Avant-garde music, in any guise, seldom presents an easy pill to swallow. There is often a certain intentionally angular and unsettling aesthetic which provides the music with part of its character. Much like a confrontational piece of art, avant-garde offerings tend to hold the listener at arms length, making them gawk at the mayhem from the outside rather than immersing them within. Italian metal maniacs Ephel Duath certainly produce music which fits this description on
Pain Necessary To Know, peddling a unique blend of free-jazz and mathcore which, while unquestionably intriguing, keeps the audience uncomfortably rapt at a safe distance. It's this uneasy emotional starkness which will either keep the listener interested and give them something to take away from the experience, or be a bit too much for them to handle for more than a couple of tracks at a time.
Dense and disjointed is
Pain Necessary To Know. This seems to be very much an intentional ploy, as there is no shortage of startling musicianship and inventive songwriting, but these interludes tend to be separated by passages of oppressive, repetitive riffing and pained screaming and shouting. Thankfully this busy, haphazard approach is counterbalanced to a degree by short-to-medium track lengths (so frequently scoffed at by the more experimentally inclined). This alone, however, is not necessarily enough to get anybody through the whole album in one listening. That's not to suggest that the album is intrinsically bad; on the contrary, it is rather good. But it seems very much a case of Ephel Duath knowing exactly what they want to achieve musically and pursuing that vision for their own edification rather than pandering to any constituency.

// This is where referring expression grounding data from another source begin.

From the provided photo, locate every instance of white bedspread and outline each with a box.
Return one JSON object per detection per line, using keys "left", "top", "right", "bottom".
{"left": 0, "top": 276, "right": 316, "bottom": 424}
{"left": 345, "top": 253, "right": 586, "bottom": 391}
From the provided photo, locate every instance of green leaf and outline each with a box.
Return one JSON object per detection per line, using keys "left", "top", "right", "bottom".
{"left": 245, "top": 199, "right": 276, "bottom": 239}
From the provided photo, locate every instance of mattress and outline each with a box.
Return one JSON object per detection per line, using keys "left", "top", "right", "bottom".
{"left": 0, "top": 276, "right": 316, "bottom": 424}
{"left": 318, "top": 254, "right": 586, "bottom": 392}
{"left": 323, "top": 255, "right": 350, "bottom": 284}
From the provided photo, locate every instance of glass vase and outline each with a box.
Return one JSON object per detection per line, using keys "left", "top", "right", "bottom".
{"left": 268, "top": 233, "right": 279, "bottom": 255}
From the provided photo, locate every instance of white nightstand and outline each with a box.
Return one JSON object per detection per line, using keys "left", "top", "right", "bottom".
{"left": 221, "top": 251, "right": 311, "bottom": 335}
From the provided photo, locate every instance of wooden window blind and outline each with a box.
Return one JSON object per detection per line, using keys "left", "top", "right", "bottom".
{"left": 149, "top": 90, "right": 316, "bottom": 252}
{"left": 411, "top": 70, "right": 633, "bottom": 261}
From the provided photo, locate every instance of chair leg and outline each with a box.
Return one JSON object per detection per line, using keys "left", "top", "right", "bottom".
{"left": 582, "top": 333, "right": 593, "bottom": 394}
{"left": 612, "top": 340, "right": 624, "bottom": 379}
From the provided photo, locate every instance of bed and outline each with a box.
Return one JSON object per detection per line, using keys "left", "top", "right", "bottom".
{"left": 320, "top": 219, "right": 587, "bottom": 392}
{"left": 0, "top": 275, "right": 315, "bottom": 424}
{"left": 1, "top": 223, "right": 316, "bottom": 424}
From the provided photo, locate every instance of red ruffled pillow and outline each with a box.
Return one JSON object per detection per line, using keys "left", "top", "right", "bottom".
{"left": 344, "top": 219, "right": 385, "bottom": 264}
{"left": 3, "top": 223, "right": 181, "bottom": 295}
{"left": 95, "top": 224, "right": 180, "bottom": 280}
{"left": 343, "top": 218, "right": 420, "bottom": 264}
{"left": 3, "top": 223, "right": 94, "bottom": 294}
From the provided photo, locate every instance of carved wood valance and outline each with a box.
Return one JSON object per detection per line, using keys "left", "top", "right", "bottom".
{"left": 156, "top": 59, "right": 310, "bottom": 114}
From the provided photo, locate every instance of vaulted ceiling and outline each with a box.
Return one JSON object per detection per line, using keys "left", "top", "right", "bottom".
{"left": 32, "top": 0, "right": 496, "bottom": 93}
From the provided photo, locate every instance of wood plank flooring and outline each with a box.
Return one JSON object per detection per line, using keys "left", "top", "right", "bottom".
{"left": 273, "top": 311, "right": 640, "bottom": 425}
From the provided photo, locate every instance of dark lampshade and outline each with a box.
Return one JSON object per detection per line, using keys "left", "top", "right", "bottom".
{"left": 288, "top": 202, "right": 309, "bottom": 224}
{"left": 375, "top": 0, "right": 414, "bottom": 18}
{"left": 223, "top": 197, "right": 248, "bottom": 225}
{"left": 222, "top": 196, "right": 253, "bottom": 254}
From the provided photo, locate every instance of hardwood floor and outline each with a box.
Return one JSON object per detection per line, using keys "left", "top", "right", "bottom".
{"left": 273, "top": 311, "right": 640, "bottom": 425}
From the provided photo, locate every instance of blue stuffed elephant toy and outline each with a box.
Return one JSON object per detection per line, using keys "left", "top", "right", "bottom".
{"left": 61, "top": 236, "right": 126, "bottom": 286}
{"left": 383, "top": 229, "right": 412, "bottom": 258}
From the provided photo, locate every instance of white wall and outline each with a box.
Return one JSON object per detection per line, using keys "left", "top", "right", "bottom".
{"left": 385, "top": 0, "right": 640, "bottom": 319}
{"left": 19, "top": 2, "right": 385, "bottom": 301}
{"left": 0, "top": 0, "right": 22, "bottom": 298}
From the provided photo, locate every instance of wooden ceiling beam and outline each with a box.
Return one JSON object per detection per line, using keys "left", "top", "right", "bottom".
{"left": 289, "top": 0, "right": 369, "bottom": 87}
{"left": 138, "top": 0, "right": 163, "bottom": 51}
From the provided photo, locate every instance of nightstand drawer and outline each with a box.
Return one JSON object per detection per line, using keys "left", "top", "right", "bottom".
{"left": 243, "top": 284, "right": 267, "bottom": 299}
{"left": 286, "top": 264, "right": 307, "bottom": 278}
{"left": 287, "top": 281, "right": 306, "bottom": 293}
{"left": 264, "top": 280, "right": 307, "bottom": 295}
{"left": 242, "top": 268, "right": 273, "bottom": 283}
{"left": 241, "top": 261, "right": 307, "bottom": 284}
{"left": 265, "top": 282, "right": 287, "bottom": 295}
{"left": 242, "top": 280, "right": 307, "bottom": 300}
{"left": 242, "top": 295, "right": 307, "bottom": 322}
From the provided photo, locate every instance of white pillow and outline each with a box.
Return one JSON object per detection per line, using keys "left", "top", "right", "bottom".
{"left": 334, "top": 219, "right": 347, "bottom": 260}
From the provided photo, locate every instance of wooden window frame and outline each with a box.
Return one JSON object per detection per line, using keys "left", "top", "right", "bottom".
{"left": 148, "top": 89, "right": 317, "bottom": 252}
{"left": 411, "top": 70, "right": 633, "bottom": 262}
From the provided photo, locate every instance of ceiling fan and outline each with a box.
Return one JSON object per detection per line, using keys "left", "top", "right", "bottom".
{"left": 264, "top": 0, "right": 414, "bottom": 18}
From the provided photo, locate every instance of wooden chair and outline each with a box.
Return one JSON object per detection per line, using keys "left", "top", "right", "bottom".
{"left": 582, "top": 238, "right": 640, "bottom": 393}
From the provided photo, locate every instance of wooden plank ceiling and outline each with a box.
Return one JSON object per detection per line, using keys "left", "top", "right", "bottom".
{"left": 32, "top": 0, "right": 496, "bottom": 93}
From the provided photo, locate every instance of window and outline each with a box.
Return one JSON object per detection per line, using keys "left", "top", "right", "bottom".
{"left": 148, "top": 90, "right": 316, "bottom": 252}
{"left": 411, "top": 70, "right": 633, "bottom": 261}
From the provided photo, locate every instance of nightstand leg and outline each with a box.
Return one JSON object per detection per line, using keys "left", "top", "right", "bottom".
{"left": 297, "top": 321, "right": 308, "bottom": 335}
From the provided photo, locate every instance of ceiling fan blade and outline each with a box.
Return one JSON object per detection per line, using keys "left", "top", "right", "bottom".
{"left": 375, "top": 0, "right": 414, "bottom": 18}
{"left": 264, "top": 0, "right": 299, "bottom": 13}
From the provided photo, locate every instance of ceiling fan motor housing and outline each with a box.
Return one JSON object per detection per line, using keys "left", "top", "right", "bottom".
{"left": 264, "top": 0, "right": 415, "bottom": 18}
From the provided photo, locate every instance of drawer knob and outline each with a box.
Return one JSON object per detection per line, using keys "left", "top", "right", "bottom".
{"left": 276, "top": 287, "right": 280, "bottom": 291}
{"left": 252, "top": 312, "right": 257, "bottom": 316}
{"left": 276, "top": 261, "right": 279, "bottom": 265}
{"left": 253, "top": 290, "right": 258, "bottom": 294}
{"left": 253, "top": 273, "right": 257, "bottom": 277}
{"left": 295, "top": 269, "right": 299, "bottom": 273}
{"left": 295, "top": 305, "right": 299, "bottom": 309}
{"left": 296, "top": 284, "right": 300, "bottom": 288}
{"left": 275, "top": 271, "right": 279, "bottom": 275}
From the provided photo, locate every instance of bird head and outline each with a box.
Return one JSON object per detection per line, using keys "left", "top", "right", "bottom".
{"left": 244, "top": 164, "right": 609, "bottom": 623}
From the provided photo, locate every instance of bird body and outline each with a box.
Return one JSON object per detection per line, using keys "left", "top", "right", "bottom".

That's not to suggest, however, that
Pain Necessary To Know represents the tired cliché of a love-it-or-hate-it record. There are enough quirky jazz riffs, slick time signature changes and post-modern film noir atmospherics to at least offer up an album that almost anybody can appreciate musically. Unfortunately it is unlikely that many will experience any visceral enjoyment to complement that appreciation, unless you have a particular love of that strange sense of anomie which the album engenders. What Ephel Duath have created then with
Pain Necessary To Know is the sort of album that you'll dig up once in a while to play a crazy track to an uninitiated friend, but not really the sort of album that will soar to the peak of your all-time favourite list.